Comparative study of cesium halide (CsX, X = I, Cl, Br) modifications on defect passivation in tin-based perovskite solar cells

Abstract

Tin-based perovskite solar cells are expected to replace lead-based perovskite solar cells to achieve environmentally friendly devices. Currently, a significant challenge lies in low filling factor and short-circuit current density, leading to an overall lower efficiency of these cells. In this context, we conducted a comprehensive comparative study on the deposition of these three inorganic small-molecule materials (CsBr, CsCl, CsI) on tin-based perovskite layers. The results showed that depositing these three inorganic small-molecule materials (CsBr, CsCl, CsI) on tin-based perovskite layers can improve the topography of the thin film and display an increased grain size. Simultaneously, the presence of the passivation layer facilitates preferred crystal orientation and enhanced charge carrier transport capabilities.
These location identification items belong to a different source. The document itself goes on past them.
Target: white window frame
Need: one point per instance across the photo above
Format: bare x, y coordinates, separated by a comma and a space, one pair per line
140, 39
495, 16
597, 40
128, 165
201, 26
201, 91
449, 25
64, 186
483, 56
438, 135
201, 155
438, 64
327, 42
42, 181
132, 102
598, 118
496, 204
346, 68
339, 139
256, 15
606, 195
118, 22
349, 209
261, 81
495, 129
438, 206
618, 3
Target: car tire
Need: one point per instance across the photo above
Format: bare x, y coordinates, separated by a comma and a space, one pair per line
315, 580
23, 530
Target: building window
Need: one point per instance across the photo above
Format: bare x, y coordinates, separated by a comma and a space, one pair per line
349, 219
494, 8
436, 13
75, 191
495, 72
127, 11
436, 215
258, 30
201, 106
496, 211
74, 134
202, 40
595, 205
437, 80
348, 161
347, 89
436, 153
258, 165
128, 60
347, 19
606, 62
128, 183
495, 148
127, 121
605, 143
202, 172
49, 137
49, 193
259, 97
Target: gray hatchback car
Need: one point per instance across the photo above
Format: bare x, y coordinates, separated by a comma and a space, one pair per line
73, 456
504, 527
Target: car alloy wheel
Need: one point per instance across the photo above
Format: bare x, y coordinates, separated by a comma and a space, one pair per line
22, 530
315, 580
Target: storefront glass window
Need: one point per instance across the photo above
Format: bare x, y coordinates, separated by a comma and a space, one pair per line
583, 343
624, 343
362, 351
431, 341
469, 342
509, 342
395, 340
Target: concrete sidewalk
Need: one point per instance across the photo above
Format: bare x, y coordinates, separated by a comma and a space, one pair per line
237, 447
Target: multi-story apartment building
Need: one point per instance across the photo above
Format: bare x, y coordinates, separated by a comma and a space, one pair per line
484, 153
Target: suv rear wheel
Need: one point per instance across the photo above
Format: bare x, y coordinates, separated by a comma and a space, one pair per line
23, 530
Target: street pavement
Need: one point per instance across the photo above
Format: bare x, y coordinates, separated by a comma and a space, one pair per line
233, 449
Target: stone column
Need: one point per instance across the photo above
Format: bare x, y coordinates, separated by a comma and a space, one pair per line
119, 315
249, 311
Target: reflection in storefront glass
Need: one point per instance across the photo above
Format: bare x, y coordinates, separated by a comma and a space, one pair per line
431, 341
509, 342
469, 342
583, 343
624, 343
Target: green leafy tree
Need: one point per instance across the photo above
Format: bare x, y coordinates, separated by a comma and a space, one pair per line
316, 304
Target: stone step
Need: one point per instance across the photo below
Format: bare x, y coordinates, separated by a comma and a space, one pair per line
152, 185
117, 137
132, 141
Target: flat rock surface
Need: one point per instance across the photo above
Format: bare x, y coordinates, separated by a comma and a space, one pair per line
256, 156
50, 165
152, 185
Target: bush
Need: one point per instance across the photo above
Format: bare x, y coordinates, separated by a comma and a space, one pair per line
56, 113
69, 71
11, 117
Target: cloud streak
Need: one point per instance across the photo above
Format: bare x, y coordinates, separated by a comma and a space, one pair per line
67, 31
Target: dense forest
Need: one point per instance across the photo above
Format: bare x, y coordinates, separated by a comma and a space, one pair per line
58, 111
Furthermore, devices with passivation layers exhibit reduced series resistance and increased shunt resistance, leading to a higher filling factor, a higher short-circuit current density, and a reduced leakage current in the passivated devices. This results in an elevated overall conversion efficiency of the devices. Notably, among the three halide materials employed for passivation, CsI demonstrates the most effective passivation, with the champion device achieving an efficiency of 6.0%. This study contributes valuable insights into the passivation strategies for tin-based perovskite solar cells.